13. The composition according to claim 12, wherein at least a portion of the bioactive compound is dispersed in a liquid, gel, ointment, cream, lotion, paste, ointment, spray, or any mixture thereof.

14. The composition according to claim 1, wherein the composition is formulated as a pharmaceutical composition comprising at least one pharmaceutically acceptable excipient, or as a medicated cosmetic composition comprising at least one excipient, optionally at least one pharmaceutically acceptable excipient.

15. An applicator configured to dispense a composition according to any one of claims 1 to 14, wherein the applicator has a microtextured surface.

16. The applicator according to claim 15, wherein the microtextured surface includes an angled surface that defines a space for receiving the microparticles during use of the applicator.

17. The applicator according to claim 16, wherein the space is formed between micro-protrusions, micro-ridges, or micro-recesses arranged at lateral intervals on a micro-textured surface, the intervals between these micro-protrusions, micro-ridges, or micro-recesses being approximately 20 μm to approximately 200 μm.

18. A composition according to any one of claims 1 to 14 for treating and / or preventing at least one menopausal symptom in a subject, A composition in which at least one menopausal symptom is optionally selected from the group consisting of hot flashes, night sweats, crawling or itching under the skin, headache, fatigue, frequent urination, vaginal dryness, and mixtures thereof.

19. A composition according to any one of claims 1 to 14 for hydrating and / or increasing collagen formation in at least a portion of the skin; and / or for improving or treating the appearance of the skin.

20. A composition according to any one of claims 1 to 14 for improving or treating the appearance of the target skin, The composition is a topical composition, wherein the at least one bioactive compound optionally comprises minoxidil or a derivative thereof, minoxidil sulfate or a derivative thereof, finasteride or a derivative thereof, or a mixture thereof, and optionally the hair loss is male hair loss.

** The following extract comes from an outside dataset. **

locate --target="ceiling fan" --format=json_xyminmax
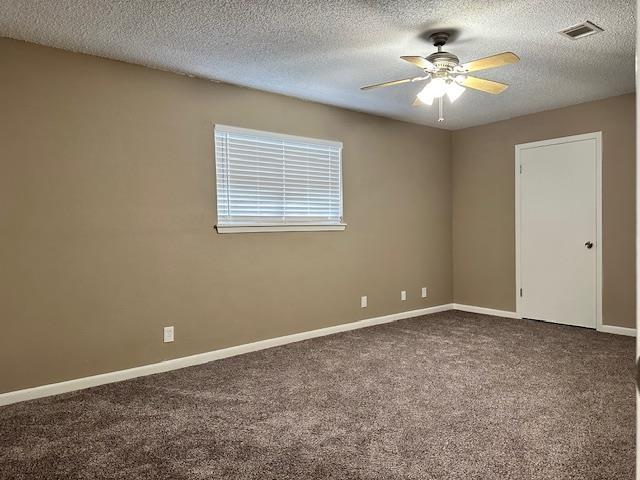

21. A composition according to any one of claims 1 to 14 for treating and / or preventing hirsutism in a subject, The composition is a topical composition, wherein the at least one bioactive compound optionally comprises spironolactone or a derivative thereof.

22. A composition according to any one of claims 1 to 14 for treating and / or preventing a dermatological condition or disease in a subject, wherein the dermatological condition or disease is acne.

23. A method for delivering at least one bioactive compound through the stratum corneum of a target skin for medicinal cosmetic purposes, excluding skin malignancies, wherein the method comprises administering a composition according to any one of claims 1 to 14, wherein the bioactive compound is optionally selected from estradiol, estrone, estriol, and retinoids, optionally in the presence of an optionally further hormone regulator.

24. A kit comprising a composition according to any one of claims 1 to 14, and means for topically administering the preceding composition, wherein the means is optionally selected from a dropper, cotton swab, spray, pad, bandage, adhesive bandage, patch and applicator.